O vice-presidente do Supremo Tribunal, lorde Mance, disse ao Belfast Telegraph que a lei actual “precisa claramente de uma consideração radical”.

À BBC, lorde Kerr, juiz do Supremo, disse que “o Tribunal expressou a visão clara de que a lei da Irlanda do Norte sobre o aborto é incompatível com o artigo 8.º da Convenção [Europeia sobre os Direitos Humanos] em relação a casos de anomalias fetais e, por maioria de quatro para três, que é também incompatível com esse artigo em caso de violação ou incesto”.

A Comissão para os Direitos Humanos da Irlanda do Norte defende que a actual lei criminaliza mulheres e jovens “excepcionalmente vulneráveis”, sujeitando-as a tratamentos “sub-humanos e degradantes”, que lhes causam sofrimento “físico e psicológico”.

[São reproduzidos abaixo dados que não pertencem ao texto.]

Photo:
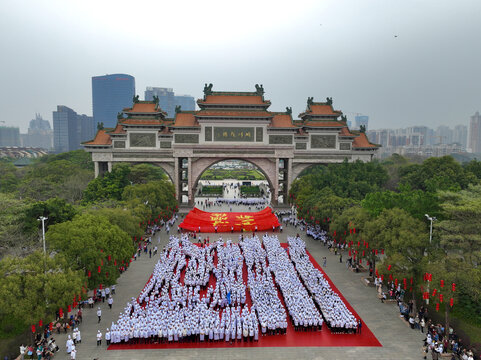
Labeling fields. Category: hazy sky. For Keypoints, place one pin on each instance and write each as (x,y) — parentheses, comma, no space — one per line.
(429,74)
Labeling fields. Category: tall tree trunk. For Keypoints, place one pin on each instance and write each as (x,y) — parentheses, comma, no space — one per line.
(446,319)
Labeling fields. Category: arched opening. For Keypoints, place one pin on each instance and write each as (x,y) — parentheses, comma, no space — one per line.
(232,185)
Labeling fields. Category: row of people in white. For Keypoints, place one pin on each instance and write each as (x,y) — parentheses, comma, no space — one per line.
(299,304)
(337,316)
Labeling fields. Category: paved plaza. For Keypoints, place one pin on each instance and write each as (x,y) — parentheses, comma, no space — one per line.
(398,340)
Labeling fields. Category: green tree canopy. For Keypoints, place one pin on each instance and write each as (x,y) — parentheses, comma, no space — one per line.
(416,202)
(346,180)
(33,288)
(55,209)
(435,174)
(87,241)
(460,232)
(151,199)
(8,177)
(12,237)
(110,186)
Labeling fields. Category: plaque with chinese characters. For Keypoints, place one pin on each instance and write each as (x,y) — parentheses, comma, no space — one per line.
(142,139)
(234,134)
(323,141)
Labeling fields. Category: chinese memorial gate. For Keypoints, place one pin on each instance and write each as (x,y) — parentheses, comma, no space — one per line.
(229,125)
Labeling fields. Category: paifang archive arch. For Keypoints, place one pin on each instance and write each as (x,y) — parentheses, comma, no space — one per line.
(229,125)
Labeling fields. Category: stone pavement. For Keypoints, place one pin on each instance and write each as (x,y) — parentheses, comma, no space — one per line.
(398,339)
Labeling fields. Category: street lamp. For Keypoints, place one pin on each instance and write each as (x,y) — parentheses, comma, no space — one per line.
(431,219)
(42,219)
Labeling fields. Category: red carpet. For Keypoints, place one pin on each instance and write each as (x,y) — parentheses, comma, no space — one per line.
(291,339)
(225,221)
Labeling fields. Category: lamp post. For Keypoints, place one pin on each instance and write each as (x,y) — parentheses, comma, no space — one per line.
(42,219)
(431,219)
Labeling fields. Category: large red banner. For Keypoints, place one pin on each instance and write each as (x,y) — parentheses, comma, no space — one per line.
(228,221)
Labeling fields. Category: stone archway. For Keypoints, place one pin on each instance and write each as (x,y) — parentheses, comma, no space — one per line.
(266,166)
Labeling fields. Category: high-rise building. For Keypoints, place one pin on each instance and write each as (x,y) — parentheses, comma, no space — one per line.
(444,135)
(9,136)
(475,133)
(460,135)
(39,135)
(168,100)
(110,95)
(70,129)
(361,120)
(186,102)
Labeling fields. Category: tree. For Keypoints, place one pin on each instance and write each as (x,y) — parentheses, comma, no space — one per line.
(123,217)
(416,202)
(460,232)
(144,173)
(55,209)
(110,186)
(474,167)
(151,199)
(8,177)
(435,174)
(91,243)
(405,241)
(12,236)
(47,178)
(347,180)
(33,288)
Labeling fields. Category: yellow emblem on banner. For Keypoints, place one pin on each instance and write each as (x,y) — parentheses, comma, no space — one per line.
(219,219)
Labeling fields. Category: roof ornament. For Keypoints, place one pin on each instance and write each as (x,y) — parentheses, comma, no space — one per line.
(259,89)
(310,101)
(208,89)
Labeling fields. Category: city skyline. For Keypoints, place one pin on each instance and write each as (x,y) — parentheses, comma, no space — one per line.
(399,63)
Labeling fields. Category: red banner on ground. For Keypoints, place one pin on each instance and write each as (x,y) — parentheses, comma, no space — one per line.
(228,221)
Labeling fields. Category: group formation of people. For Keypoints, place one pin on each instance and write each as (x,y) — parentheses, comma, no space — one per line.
(335,312)
(180,302)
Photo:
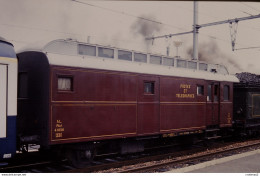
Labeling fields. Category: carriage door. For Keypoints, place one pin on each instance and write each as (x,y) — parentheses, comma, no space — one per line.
(148,121)
(3,91)
(213,102)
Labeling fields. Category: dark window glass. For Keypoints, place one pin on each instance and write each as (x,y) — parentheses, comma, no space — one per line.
(209,97)
(7,50)
(155,60)
(87,50)
(203,66)
(65,83)
(181,63)
(192,65)
(23,85)
(168,61)
(140,57)
(216,93)
(200,90)
(256,104)
(124,55)
(226,92)
(105,52)
(148,87)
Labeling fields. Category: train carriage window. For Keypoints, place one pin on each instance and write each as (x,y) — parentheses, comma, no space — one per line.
(209,96)
(226,92)
(124,55)
(216,89)
(168,61)
(256,105)
(138,57)
(148,87)
(65,83)
(192,65)
(181,63)
(155,60)
(105,52)
(87,50)
(200,90)
(203,66)
(23,85)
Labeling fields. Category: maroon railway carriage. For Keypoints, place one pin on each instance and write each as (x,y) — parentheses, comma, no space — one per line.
(78,93)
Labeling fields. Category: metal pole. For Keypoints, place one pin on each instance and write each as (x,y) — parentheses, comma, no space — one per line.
(195,31)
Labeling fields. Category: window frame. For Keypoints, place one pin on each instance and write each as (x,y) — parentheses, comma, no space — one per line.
(202,88)
(71,77)
(228,93)
(152,88)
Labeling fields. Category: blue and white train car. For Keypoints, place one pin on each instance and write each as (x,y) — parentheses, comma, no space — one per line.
(8,99)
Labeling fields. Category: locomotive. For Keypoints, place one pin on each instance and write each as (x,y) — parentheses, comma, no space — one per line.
(80,99)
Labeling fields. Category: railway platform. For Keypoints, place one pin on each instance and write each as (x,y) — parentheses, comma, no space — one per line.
(248,162)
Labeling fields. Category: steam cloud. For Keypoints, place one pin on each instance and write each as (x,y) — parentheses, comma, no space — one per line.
(210,52)
(145,28)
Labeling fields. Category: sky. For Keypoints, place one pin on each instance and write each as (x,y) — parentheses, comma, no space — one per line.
(31,24)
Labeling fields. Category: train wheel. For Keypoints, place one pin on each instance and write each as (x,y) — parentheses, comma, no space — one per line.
(79,158)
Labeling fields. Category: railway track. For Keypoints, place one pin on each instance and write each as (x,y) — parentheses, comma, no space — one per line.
(162,166)
(159,162)
(137,163)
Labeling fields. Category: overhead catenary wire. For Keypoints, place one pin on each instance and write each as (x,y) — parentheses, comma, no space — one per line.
(127,14)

 O recurso foi iniciado em Outubro do ano passado, num processo que se arrasta desde 2015 nas barras dos tribunais norte-irlandeses. Nesse ano, o Tribunal de Belfast determinou que a lei violava os direitos humanos, mas o Departamento de Estado e o procurador-geral desafiaram a decisão judicial. O caso foi então levado ao Supremo Tribunal.

As leis britânicas sobre o aborto, que datam de 1967, não se aplicam ao território da Irlanda do Norte – que proíbe o aborto a menos que a vida de uma mulher esteja em risco, ou se houver perigo sério e permanente à sua saúde mental e física. As mulheres que se submeterem a um aborto por outras razões que não essas podem enfrentar prisão perpétua. O tema da descriminalização do aborto tem sido alvo de discussão constante na sociedade da Irlanda do Norte, mas tem sido chumbada sucessivamente. A última vez foi em Fevereiro de 2016, pela Assembleia Legislativa. 

O Reino Unido tem resistido aos pedidos para legislar sobre o assunto, protegendo-se: defende que qualquer decisão sobre o aborto tem de vir dos políticos eleitos na Irlanda do Norte. A vizinha Irlanda votou a favor da despenalização do aborto em Maio deste ano, num "referendo histórico".

Karen Bradley, disse gostava que a lei fosse alterada, mas que depende da vontade da população.

A Irlanda do Norte está sem executivo desde que o partido nacionalista Sinn Féin se afastou de uma possível coligação com o seu rival, o Partido Democrático Unionista.